Beta distribution: \(Y \sim \operatorname{Beta}(\alpha, \beta)\) \[ \begin{aligned} f_{Y}(y \mid \alpha, \beta)=& \frac{\Gamma(\alpha+\beta)}{\Gamma(\alpha) \Gamma(\beta)} y^{\alpha-1}(1-y)^{\beta-1} \\ =& {[y(1-y)]^{-1} \exp (\alpha \log (y)+\beta \log (1-y)} \\ +&\log \Gamma(\alpha+\beta)-\log \Gamma(\alpha)-\log \Gamma(\beta)) \end{aligned} \] with \[ \begin{aligned} \eta(\alpha, \beta) &=(\alpha, \beta)^{\top} \\ T(y) &=(\log (y), \log (1-y))^{\top}. \end{aligned} \]

4 Dirichlet as exponential family

The Dirichlet distribution is an exponential family and can be written in canonical form as \[ \operatorname{Dirichlet}(\boldsymbol{\theta} \mid \boldsymbol{\alpha})=f(\boldsymbol{\theta}) g(\boldsymbol{\alpha}) e^{\phi(\boldsymbol{\alpha})^{T} u(\boldsymbol{\theta})} \] with \[ f(\boldsymbol{\theta})=1, g(\boldsymbol{\alpha})=1 / B(\boldsymbol{\alpha}) \] where \[ B(\boldsymbol{\alpha})=\prod_{t=1}^{D} \Gamma\left(\alpha_{t}\right) / \Gamma\left(\sum_{t=1}^{D} \alpha_{t}\right), \phi(\boldsymbol{\alpha})=\left(\begin{array}{c} \alpha_{1}-1 \\ \vdots \\ \alpha_{D}-1 \end{array}\right) \] and \[ u(\boldsymbol{\theta})=\left(\begin{array}{c} \ln \theta_{1} \\ \vdots \\ \ln \theta_{D} \end{array}\right) \]

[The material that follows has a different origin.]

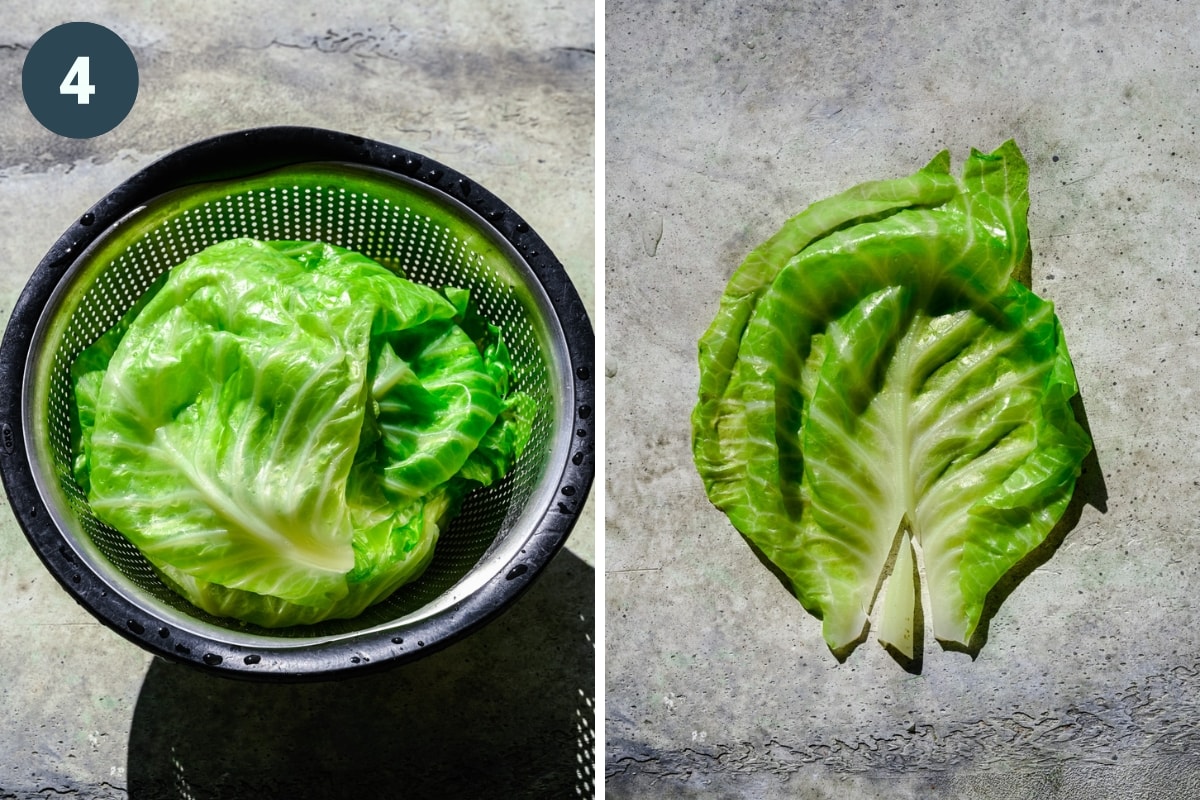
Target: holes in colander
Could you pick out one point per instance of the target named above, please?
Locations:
(393, 233)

5 Conjugate prior for Dirichlet RVs

Lefkimmiatis, Maragos, and Papandreou (2009) argue:

Since for any member of the exponential family there exists a conjugate prior that can be written in the form \[ p(\boldsymbol{\alpha} \mid \mathbf{v}, \eta) \propto g(\boldsymbol{\alpha})^{\eta} e^{\phi(\boldsymbol{\alpha})^{T} \mathbf{v}} \] a suitable conjugate prior distribution for the parameters \(\boldsymbol{\alpha}\) of the Dirichlet is \[ p(\boldsymbol{\alpha} \mid \mathbf{v}, \eta) \propto \frac{1}{B(\boldsymbol{\alpha})^{\eta}} e^{-\sum_{t=1}^{D} v_{t} \alpha_{t}} \]

Wikipedia claims that there is no efficient means for sampling from this, which is sad for MCMC. Generally this does not bother people because we rarely observe Dirichlet RVs directly; they are usually, e.g. a mixing probability for some other distribution.

6 Non-conjugate priors

Anything that can be transformed to be an elementwise positive vector, presumably. multivariate gamma seems natural.

7 References

Devroye. 1986. Non-uniform random variate generation.

Dufresne. 1998. “Algebraic Properties of Beta and Gamma Distributions, and Applications.” Advances in Applied Mathematics.

Lefkimmiatis, Maragos, and Papandreou. 2009. “Bayesian Inference on Multiscale Models for Poisson Intensity Estimation: Applications to Photon-Limited Image Denoising.” IEEE Transactions on Image Processing.

Lin. 2016. “On The Dirichlet Distribution.”

Pérez-Abreu, and Stelzer. 2014. “Infinitely Divisible Multivariate and Matrix Gamma Distributions.” Journal of Multivariate Analysis.

Yor. 2007. “Some Remarkable Properties of Gamma Processes.” In Advances in Mathematical Finance. Applied and Numerical Harmonic Analysis.